La vie d'écriture de Jean-Patrick Manchette

59 min
À retrouver dans l'émission

La compagnie des œuvres retrace l’existence de Jean-Patrick Manchette (1942-1995), auteur de polars, scénariste, journaliste et traducteur français ; une existence vouée à l’écriture, jusqu’à l’épuisement.

Portrait de l'auteur de polars français Jean-Patrick Manchette en 1979
Portrait de l'auteur de polars français Jean-Patrick Manchette en 1979 Crédits : Louis Monier/Gamma-Rapho - Getty

Discret, voire secret, l’auteur de polars et traducteur Jean-Patrick Manchette avait pour coutume de dissimuler jusqu’à son nom. Dans Charlie Hebdo, où il publie des chroniques sur le roman policier, il est Shuto Headline, traduction en japonais et anglais mêlés de son patronyme « Manchette ». Dans la revue rouennaise d’extrême gauche La Voix communiste, il est Max Burden, nom dérobé à l’un des personnages des Fous du roi de R. P. Warren. À l’origine de son identité civile, héritée d’un grand-père qui fut rebaptisé lors de son entrée à l’orphelinat, se trouve un emprunt, une mascarade. Au fil de son Journal, Manchette se dissimule de même. Il narre son quotidien, n’en dit que très peu sur sa vie intérieure.
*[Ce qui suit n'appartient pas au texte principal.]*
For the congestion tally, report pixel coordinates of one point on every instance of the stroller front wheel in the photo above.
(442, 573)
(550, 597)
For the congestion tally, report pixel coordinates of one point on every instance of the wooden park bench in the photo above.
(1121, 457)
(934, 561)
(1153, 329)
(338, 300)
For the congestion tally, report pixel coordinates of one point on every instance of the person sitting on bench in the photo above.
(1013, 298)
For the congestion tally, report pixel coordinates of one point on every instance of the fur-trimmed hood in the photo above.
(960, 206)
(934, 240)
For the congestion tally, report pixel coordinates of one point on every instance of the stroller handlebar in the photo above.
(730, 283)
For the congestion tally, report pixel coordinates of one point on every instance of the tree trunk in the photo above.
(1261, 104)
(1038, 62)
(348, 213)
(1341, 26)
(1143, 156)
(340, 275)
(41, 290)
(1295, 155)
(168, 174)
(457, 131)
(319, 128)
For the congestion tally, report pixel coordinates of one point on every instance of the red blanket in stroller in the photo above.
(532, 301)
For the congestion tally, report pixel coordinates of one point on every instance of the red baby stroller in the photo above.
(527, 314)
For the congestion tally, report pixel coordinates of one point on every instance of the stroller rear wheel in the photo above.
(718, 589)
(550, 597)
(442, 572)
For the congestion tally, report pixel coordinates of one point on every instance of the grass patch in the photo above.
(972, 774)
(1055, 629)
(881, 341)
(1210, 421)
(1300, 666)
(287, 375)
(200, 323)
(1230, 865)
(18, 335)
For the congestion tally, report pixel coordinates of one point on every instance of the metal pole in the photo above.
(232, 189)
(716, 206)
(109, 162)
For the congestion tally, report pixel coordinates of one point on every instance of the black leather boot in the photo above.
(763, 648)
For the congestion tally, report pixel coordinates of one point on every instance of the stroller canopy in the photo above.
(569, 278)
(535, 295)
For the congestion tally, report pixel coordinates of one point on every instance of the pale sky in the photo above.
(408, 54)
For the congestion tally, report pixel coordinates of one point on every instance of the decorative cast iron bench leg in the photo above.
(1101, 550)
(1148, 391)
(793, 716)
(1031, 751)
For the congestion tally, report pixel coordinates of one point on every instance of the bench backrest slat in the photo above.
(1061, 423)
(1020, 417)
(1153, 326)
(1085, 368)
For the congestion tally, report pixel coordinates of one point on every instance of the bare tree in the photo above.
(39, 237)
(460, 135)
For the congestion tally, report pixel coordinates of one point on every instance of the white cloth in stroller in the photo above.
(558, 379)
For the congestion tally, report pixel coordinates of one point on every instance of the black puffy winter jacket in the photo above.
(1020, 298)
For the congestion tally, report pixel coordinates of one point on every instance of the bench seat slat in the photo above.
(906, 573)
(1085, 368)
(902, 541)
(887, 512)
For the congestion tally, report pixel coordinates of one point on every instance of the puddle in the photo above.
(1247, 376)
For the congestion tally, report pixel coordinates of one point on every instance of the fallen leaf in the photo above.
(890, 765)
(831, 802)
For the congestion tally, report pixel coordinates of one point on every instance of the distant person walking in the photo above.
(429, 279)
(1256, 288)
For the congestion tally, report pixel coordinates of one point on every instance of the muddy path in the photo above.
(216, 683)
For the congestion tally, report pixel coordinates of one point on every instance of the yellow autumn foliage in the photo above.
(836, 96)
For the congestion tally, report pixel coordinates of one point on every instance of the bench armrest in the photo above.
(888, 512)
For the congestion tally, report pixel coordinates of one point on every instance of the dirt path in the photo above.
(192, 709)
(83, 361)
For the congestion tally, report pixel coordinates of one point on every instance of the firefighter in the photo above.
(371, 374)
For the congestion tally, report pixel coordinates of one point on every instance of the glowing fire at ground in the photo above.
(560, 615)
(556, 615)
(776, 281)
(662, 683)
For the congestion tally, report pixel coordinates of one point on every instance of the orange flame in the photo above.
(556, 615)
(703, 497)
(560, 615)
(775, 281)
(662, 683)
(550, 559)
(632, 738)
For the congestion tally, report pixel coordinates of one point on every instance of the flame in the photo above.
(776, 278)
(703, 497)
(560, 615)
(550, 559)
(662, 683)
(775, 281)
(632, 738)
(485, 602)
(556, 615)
Il faut glaner et interpréter les bribes, lire entre les lignes de la biographie pour voir se dessiner l’enfance, le rapport à la mère, pour mieux comprendre l’engagement du communiste convaincu, l’acharnement de l’écrivain, l’isolement et l’usure progressive de l’homme. 

Pour jeter un nouvel éclairage sur la vie de Jean-Patrick Manchette, Matthieu Garrigou-Lagrange est en compagnie du journaliste et critique de cinéma Hervé Aubron.

Manchette cultivait un dandysme marxiste-léniniste, combinaison de son écriture extrêmement sophistiquée, voire formaliste, de sa radicalité politique, plus vive dans ses chroniques et son Journal que dans ses romans, et de son goût pour le pop-art, le cinéma, la B.D. C'était là une position très difficile, voire impossible à tenir, et peut-être est-ce cela qui l'a précocement harassé. (Hervé Aubron)

Manchette se découvrira un goût pour la traduction. Ce travail de mécanicien du texte, pour un maniaque comme lui, c'est parfait. Il va traduire de grands auteurs policiers en France, notamment Donald Westlake. (Hervé Aubron)

MUSIQUE GÉNÉRIQUE (début) : Panama, de The Avener (Capitol)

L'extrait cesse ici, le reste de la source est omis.